[darcs-users] Make darcs force-commute patches from CLI, to learn about darcs?
James Cook
jcook at cs.berkeley.edu
Mon Jun 29 11:46:15 UTC 2020
> This in turn led me to the more general question of how to detect
> inconsistencies when exchanging patches between repos. The problem here
> is that darcs currently relies on global uniqueness properties that are
> quite easy to invalidate (e.g. by manually editing patches, and as
> hinted above also when we independently convert branches of a repo).
> Specifically, we rely on the following global property: if two patches
> have the same name/identity, then (a) they can always be commuted to a
> common context and (b) they are equal (content-wise) after commuting
> them to any such common context. (The context of a patch is defined as
> the set of patches preceding it.) Effectively this property means that
> patches with the same name/identity are really just commuted/merged
> versions of one and the same original patch.
>
> I have an (efficient) algorithm in mind that validates these assumptions
> whenever we exchange patches between repos. Implementing this requires a
> pretty deep refactor though.
I was wondering if global uniqueness could be solved by borrowing from Pijul.
If you include some metadata as part of the repository state (e.g. the
identity of the hunk responsible for every line of every text file)
then I think you could make it so that a primitive patch's
representation doesn't change when it's commuted. I suspect pretty
much any primitive patch theory could be adapted to work this way.

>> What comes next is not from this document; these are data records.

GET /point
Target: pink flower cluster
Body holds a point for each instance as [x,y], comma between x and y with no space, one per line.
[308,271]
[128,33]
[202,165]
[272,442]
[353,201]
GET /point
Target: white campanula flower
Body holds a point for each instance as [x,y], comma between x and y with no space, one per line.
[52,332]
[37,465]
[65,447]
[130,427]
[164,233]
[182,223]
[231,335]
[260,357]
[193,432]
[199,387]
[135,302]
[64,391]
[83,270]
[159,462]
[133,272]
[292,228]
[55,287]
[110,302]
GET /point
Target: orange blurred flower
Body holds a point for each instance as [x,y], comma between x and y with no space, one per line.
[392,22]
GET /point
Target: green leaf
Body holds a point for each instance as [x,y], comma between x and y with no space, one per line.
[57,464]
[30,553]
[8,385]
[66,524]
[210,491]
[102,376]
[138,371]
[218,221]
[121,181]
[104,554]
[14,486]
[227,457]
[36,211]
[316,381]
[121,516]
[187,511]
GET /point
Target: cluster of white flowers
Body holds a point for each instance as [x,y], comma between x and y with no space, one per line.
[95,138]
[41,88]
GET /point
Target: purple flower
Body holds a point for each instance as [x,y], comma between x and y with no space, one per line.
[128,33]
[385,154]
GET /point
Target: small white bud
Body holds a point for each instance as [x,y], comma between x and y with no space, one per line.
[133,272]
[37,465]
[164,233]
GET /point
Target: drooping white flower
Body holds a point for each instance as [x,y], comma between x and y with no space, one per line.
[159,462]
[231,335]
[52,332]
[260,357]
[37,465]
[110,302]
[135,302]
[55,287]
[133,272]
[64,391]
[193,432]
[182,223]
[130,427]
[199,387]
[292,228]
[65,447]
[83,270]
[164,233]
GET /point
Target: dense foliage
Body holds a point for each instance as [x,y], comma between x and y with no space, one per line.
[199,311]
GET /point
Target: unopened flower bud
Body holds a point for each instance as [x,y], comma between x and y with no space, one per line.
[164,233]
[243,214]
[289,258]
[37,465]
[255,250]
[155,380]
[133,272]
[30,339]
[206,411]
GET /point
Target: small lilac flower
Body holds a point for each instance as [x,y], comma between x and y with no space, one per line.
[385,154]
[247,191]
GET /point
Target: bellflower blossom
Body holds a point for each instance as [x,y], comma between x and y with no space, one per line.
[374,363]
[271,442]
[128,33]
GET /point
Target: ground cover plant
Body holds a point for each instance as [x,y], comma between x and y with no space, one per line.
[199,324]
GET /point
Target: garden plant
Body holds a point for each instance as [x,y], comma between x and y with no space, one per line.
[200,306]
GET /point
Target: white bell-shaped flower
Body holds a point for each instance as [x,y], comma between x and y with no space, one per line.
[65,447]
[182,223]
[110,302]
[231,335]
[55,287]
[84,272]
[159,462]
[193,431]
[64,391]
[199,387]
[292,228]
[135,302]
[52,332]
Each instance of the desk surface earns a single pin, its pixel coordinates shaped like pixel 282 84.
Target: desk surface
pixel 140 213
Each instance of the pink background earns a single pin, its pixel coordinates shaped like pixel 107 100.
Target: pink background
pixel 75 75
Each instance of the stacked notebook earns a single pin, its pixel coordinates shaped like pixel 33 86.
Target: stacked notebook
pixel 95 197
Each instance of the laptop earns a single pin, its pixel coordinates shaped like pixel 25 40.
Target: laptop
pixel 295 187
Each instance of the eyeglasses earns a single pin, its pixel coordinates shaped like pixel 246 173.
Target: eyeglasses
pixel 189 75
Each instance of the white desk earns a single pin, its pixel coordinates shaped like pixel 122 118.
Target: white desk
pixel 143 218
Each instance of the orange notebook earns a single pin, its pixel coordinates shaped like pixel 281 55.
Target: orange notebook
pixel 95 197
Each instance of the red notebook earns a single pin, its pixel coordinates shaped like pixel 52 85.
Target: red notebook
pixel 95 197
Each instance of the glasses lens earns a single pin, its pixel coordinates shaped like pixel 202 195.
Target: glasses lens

(Note I'm not claiming this will make everything actually commute like
in Pijul.)
Besides giving unique names, another nice thing about this is that you
shouldn't need to implement n^2 different patch commuting functions
for n types of primitive patch. (I don't know if darcs actually needs
to do this; I'm just assuming.) If you have access to the repo state,
you can tell if two patches commute just by trying to apply them in
the opposite order and seeing if they complain. In theory, you could
even allow plugins that implement new patch types, with the basic
principle that patches communicate with each other through
modifications to the repo metadata.
A slightly less radical version of this would be to keep the current
primitive patch representation, but use this idea when generating the
patch names. E.g. a hunk's name is a hash involving the identities of
the hunks responsible for the lines it deletes. You'd still need to
keep some metadata around to be able to do that, though.